Im Dow Jones sind es ebenfalls Apple, Microsoft, Ciso und Co., die einen hohen Anteil an der Erholung haben. Nach dem Wirecard-Skandal fehlen klassische Corona-Gewinner im DAX dagegen nahezu vollständig (Ausnahme: SAP). Hier stellt sich für Anleger deshalb im Wesentlichen die Frage, wie stark die einzelnen Gesellschaften von etwaigen gesetzlichen Einschränkungen, dem abgeschwächten Konsumklima und zusätzlichen Produktionskosten, beispielsweise im Rahmen von Hygienemaßnahmen, betroffen sind. Dabei sollte der Digitalisierungsschub als Solches mittel- bis langfristig aber auch deutschen Blue Chips sowie dem heimischen Mittelstand, bei dem es übrigens eine ganze Reihe von Corona-Gewinner gibt, zugutekommen.

Digitalisierung der Old Economy

Als gutes Beispiel lässt sich in diesem Zusammenhang der VW-Konzern anführen, der die Integration seiner Fabriken in die Volkswagen-Cloud derzeit fieberhaft vorantreibt. Durch die standardisierte Datenauswertung aller 124 Werke sowie die dadurch ermöglichten Effizienzsteigerungen in Produktion und Logistik verspricht sich der Autobauer Kostensenkungen von mehreren Milliarden Euro. Zum 1. Juli startet in der neuen Software-Einheit nach monatelanger Vorbereitung zudem die Entwicklung eines eigenen Auto-Betriebssystems. Insgesamt sollen in den kommenden fünf Jahren über 7 Mrd. Euro in die Aufgaben und Projekte der Car.Software-Organisation investiert werden. Langfristig wollen sich die Wolfsburger auf diese Weise zu einer „Mischung aus Auto- und Software-Konzern“ weiterentwickeln. Vorbild für den Aufbau der Software-Produktion bei Volkswagen sowie der eigenen Cloud dürfte Tesla sein.

Fazit

Alles in allem haben sich die Aktienmärkte deutlich schneller vom Corona-Crash erholt als dies die aktuelle Wirtschaftsentwicklung rechtfertigt. So dürfte das globale Vorkrisen-BIP frühestens 2022 wieder erreicht werden – und das wohl auch nur beim Ausbleiben eines zweiten größeren Lockdowns sowie der mittelfristigen Entwicklung eines geeigneten Impfstoffs. Trotz diverser anderer Risiken (Handelskriege, explodierende Staatsschulden, No-Deal-Brexit, usw.) liegt die größte Gefahr für die internationalen Kapitalmärkte damit klar auf der Hand. Die Volatilität an den Märkten wird zunächst überdurchschnittlich hoch bleiben, Ausschläge in die eine wie die andere Richtung werden stark von der jeweiligen Stimmungslage geprägt sein.
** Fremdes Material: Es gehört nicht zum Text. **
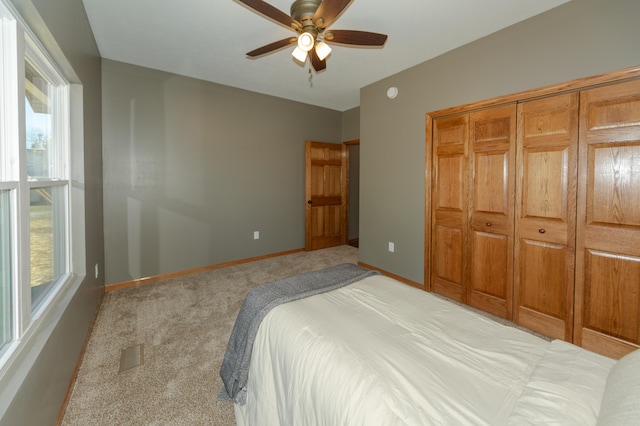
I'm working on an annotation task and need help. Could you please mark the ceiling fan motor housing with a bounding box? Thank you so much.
[291,0,322,35]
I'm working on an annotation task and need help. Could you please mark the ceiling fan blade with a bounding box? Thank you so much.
[238,0,301,30]
[325,30,387,46]
[309,49,327,72]
[247,37,296,58]
[313,0,353,28]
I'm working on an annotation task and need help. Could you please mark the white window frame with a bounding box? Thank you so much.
[0,0,86,413]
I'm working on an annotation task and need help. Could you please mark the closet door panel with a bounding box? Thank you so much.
[431,114,469,302]
[514,93,578,341]
[574,80,640,356]
[466,105,516,319]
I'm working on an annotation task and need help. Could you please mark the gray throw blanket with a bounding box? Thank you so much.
[218,263,379,404]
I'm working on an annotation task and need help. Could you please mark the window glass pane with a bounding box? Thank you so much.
[0,190,13,352]
[25,61,55,179]
[30,186,66,308]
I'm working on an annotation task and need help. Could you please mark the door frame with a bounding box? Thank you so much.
[304,140,351,251]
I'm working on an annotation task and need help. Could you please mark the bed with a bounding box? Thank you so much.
[221,265,640,426]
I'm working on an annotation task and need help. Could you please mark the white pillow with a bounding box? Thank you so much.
[597,349,640,426]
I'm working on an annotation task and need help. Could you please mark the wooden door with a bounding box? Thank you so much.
[305,141,349,250]
[574,80,640,357]
[431,114,469,303]
[513,93,578,341]
[466,104,516,319]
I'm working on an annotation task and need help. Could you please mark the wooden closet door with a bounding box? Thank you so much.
[574,80,640,357]
[513,93,578,341]
[431,114,469,303]
[466,104,516,319]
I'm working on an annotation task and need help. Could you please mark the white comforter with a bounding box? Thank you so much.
[235,276,614,426]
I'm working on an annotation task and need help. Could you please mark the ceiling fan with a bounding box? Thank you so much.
[238,0,387,72]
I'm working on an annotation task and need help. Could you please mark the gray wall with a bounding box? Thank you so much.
[0,0,104,425]
[342,107,360,239]
[102,60,342,283]
[360,0,640,283]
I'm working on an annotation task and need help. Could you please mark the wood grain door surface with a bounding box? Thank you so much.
[514,92,579,341]
[574,80,640,357]
[305,141,349,250]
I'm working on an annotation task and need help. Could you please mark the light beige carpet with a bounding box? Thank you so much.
[62,246,358,426]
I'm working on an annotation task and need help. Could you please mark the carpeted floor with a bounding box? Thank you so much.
[62,245,358,426]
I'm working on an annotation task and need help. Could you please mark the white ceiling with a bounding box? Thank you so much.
[83,0,568,111]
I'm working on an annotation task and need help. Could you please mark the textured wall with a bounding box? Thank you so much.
[102,60,342,283]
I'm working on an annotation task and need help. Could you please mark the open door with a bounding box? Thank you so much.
[305,141,349,251]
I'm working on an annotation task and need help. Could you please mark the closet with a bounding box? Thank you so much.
[425,67,640,358]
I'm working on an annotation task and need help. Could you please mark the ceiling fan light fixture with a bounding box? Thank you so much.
[316,41,331,61]
[291,47,307,63]
[298,32,316,52]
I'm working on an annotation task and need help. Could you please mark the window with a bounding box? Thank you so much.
[24,47,69,310]
[0,190,13,351]
[0,0,72,362]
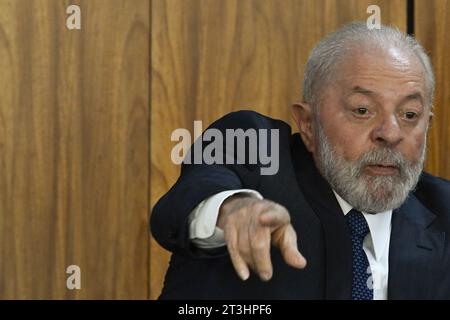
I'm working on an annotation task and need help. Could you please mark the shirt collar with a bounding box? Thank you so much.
[333,190,392,260]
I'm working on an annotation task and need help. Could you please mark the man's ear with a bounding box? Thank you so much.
[292,102,315,152]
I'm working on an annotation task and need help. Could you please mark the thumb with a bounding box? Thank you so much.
[277,225,306,269]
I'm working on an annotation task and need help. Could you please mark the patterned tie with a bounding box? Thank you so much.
[346,209,373,300]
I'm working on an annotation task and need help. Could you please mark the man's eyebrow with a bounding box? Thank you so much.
[351,86,375,96]
[403,91,423,101]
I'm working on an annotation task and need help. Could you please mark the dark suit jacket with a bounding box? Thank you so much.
[151,111,450,299]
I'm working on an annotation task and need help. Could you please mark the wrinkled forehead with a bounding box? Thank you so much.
[333,46,426,97]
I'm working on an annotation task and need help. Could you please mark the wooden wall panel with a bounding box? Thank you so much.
[150,0,406,298]
[0,0,150,299]
[414,0,450,179]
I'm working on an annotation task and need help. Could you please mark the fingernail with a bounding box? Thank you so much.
[239,270,250,281]
[260,272,270,281]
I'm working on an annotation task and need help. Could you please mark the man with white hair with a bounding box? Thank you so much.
[151,23,450,300]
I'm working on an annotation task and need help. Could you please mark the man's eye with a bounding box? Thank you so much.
[355,107,369,116]
[405,111,417,120]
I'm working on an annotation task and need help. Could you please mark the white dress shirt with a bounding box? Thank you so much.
[189,189,392,300]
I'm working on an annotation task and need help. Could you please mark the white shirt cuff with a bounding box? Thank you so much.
[188,189,264,249]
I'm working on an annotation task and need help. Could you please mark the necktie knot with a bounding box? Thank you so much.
[346,209,370,239]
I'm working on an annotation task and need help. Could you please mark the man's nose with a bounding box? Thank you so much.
[372,114,403,146]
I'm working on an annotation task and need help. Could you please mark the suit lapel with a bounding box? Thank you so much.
[292,134,352,299]
[388,195,445,299]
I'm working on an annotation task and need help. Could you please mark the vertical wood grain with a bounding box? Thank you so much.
[0,0,150,299]
[151,0,406,298]
[414,0,450,179]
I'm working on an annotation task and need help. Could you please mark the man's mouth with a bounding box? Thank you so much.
[366,164,399,176]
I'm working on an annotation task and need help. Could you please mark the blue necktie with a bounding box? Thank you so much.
[346,209,373,300]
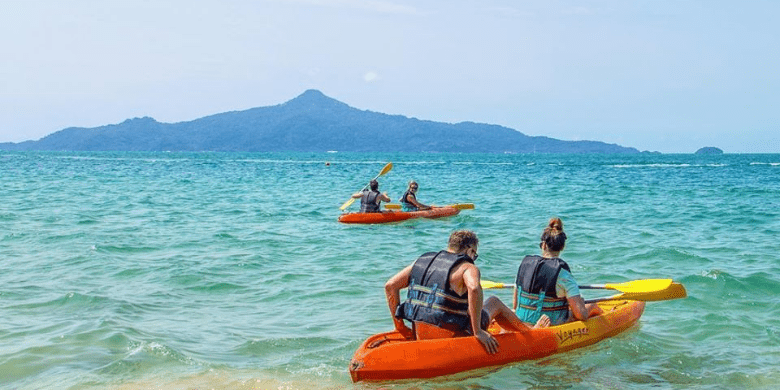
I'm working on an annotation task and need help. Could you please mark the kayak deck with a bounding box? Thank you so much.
[349,300,645,382]
[339,206,460,223]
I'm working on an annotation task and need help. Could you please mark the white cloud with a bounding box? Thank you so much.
[363,71,379,83]
[278,0,418,15]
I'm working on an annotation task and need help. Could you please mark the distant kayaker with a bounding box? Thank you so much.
[385,230,546,354]
[400,180,431,211]
[352,180,390,213]
[512,218,602,325]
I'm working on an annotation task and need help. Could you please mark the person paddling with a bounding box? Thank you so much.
[512,218,603,325]
[400,180,431,211]
[385,230,544,354]
[352,179,390,213]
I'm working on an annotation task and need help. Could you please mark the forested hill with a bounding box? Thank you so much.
[0,90,639,153]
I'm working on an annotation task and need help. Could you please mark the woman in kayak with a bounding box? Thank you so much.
[352,179,390,213]
[512,218,602,325]
[401,180,431,211]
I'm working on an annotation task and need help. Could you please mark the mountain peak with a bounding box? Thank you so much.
[282,89,349,108]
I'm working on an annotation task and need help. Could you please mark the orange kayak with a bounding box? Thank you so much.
[349,300,645,382]
[339,206,460,223]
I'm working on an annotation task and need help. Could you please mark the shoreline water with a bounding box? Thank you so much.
[0,152,780,389]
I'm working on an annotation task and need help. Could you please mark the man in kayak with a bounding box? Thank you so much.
[385,230,544,354]
[512,218,602,325]
[401,180,431,211]
[352,180,390,213]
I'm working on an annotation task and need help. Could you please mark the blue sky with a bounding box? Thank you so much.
[0,0,780,153]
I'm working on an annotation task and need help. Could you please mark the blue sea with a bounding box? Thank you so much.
[0,152,780,390]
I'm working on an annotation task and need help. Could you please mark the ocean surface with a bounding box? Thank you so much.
[0,152,780,390]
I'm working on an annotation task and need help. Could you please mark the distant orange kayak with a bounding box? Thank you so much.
[349,300,645,382]
[339,206,460,223]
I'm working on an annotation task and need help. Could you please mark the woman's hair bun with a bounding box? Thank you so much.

Gleichzeitig ergeben sich durch die Corona-bedingte Beschleunigung des disruptiven Wandels für erhebliche Teile der Wirtschaft, angefangen beim Handel, über die Industrie bis hin zu weiten Bereichen des Dienstleistungssektors aber auch große (ökonomische) Chancen. Von möglichen Digitalisierungsgewinnen einmal abgesehen, stellen globale Krisen zudem nicht selten die Basis für signifikante Produktionsfortschritte innerhalb einer Volkswirtschaft dar, und die überlebenden Unternehmen gehen häufig gestärkt aus ihnen hervor. Viel, wenn nicht sogar alles, wird dabei allerdings wie gesagt davon abhängen, dass eine zweite Corona-Welle mit erneutem Shutdown vermieden werden kann. Diesbezüglich ist sicherlich auch an die Vernunft jedes Einzelnen von uns zu appellieren.